LDS Public Affairs: Connecting Priesthood Leaders to the Community?
About five months ago, I was called to be our ward’s Public Affairs representative. I was happy to accept. Seeing as I have been the ward’s humanitarian coordinator for the last 5 years, I thought that the two callings would gel nicely together. I was also excited by the thought that I could get more involved in the interfaith side of Public Affairs. It seemed to me that Public Affairs was one wing of the Church in which gender wouldn’t really matter, in which men and women could work together to build bridges with the community. After all, you don’t need priesthood to do PR work for the Church, right?
Well…. it turns out that gender still is coming into play, in a way I didn’t foresee. At one of our first training meetings I learned the purpose of Public Affairs: “Public Affairs serves priesthood leaders by helping them to form positive relationships with those who can affect the reputation of the Church, or who can help or hinder the Church in its efforts to bring souls to Christ.”
This was typed out on the agenda given to me, and I’m quite positive that our stake PA man didn’t make this up himself. It must have come from higher up.
Needless to say, this statement of the purpose of Public Affairs made me raise my eyebrows. Is it really just about connecting priesthood leaders to opinion leaders in the community?
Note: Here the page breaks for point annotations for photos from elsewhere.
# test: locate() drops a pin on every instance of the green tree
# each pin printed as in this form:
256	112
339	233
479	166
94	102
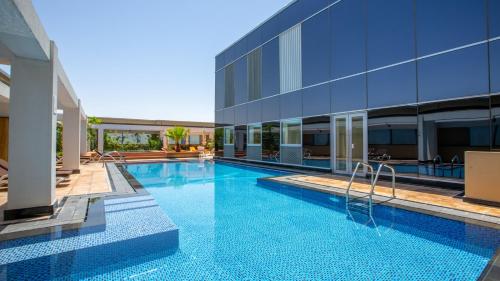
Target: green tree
59	129
177	134
92	132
Shouldn’t its goal be a whole lot broader than that, like fostering bridges of understanding and community between LDS people and their neighbors?
At a regional PA training meeting, this focus on priesthood leaders was confusing to other women as well. A friend of mine who is much higher up in PA than I am, told me the story of how an area authority was articulating this purpose of connecting priesthood leaders to other community leaders at this training meeting. One woman who worked in PA asked the authority where women fit in to this stated purpose. The response: women in PA should be trying to connect their husbands to these leaders.*
This was jaw-dropping to my friend. I imagine this was an off the cuff response by the authority that wasn’t necessarily all that well thought out. I’m not sure what to make of it, though I suspect it reveals something about the way this authority’s mind was working. He was clearly connecting the idea of priesthood leadership to a husband/wife relationship.
Perhaps this is common in Mormon thought, but I just don’t see my husband as my priesthood leader. He’s my partner and my friend, not my Church leader. And I really don’t see my job working in PA as being to connect my husband of all people to leaders in the community.
This incident, as well as the stated purpose of PA on the handout I was given, has made me question the place of women in PA. These incidents manifest to me a clear androcentrism in this branch of the Church. Now androcentrism is nothing new in Mormonism. I guess I was just surprised to find it in PA, where it seems so unnecessary.
I’d love to hear your thoughts about this. Is any of it surprising? Is there another way to interpret the area authority’s remarks or the stated purpose of PA?
*I hope I’m not portraying this incident unfairly. This to the best of my memory, is how my friend relayed it.